Assume that \(a\) or \(b\) is even -- say it is \(a\) (the case where \(b\) is even will be identical). That is, \(a=2k\) for some integer \(k\text{.}\) Then
\begin{align*}
ab \amp =(2k)b\\
\amp =2(kb)\text{.}
\end{align*}
Thus \(ab\) is even.
3.
Suppose that \(ab\) is even but \(a\) and \(b\) are both odd.
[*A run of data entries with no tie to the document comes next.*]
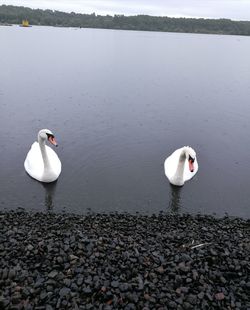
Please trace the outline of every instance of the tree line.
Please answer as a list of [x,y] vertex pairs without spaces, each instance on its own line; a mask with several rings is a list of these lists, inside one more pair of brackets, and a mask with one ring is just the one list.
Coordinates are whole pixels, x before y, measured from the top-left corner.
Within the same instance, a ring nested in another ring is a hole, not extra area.
[[57,27],[250,35],[250,21],[170,18],[149,15],[102,16],[96,15],[95,13],[64,13],[60,11],[30,9],[12,5],[0,6],[0,24],[21,24],[23,19],[28,19],[30,25]]

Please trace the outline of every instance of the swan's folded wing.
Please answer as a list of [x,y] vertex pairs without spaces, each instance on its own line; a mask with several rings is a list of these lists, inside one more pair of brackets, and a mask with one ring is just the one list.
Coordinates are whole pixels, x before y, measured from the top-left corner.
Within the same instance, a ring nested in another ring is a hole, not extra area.
[[26,156],[24,167],[33,178],[39,178],[43,174],[44,165],[39,144],[34,142]]
[[179,163],[179,158],[181,154],[181,149],[175,150],[166,160],[164,163],[165,174],[168,179],[171,179],[177,169],[177,165]]

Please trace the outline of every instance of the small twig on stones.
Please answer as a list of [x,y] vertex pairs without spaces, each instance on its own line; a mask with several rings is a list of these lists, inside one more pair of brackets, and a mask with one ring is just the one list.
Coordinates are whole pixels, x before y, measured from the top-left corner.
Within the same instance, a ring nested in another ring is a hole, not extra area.
[[209,243],[209,242],[205,242],[205,243],[201,243],[201,244],[194,245],[194,246],[191,247],[191,250],[192,250],[192,249],[199,248],[199,247],[204,246],[204,245],[208,245],[208,244],[210,244],[210,243]]

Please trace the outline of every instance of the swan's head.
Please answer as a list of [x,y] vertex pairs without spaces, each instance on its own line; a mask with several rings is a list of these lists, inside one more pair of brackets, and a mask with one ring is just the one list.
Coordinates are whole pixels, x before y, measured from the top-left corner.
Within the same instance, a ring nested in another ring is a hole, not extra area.
[[44,141],[48,140],[51,144],[58,146],[54,134],[49,129],[41,129],[38,132],[38,139],[39,138]]
[[186,158],[188,160],[189,170],[190,172],[194,172],[194,162],[196,160],[195,150],[190,146],[184,146]]

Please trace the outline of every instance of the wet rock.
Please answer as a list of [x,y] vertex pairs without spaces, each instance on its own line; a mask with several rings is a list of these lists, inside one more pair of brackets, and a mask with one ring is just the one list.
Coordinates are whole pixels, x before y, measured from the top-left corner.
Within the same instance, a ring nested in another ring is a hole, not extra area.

Namely, \(ab = 2n\text{,}\) \(a=2k+1\) and \(b=2j+1\) for some integers \(n\text{,}\) \(k\text{,}\) and \(j\text{.}\) Then
\begin{align*}
2n \amp =(2k+1)(2j+1)\\
2n \amp =4kj+2k+2j+1\\
n \amp = 2kj+k+j+\frac{1}{2}\text{.}
\end{align*}
But since \(2kj+k+j\) is an integer, this says that the integer \(n\) is equal to a non-integer, which is impossible.
4.
Let \(ab\) be an even number, say \(ab=2n\text{,}\) and \(a\) be an odd number, say \(a=2k+1\text{.}\)
\begin{align*}
ab \amp =(2k+1)b\\
2n \amp =2kb+b\\
2n-2kb\amp =b\\
2(n-kb)\amp =b\text{.}
\end{align*}
Therefore \(b\) must be even.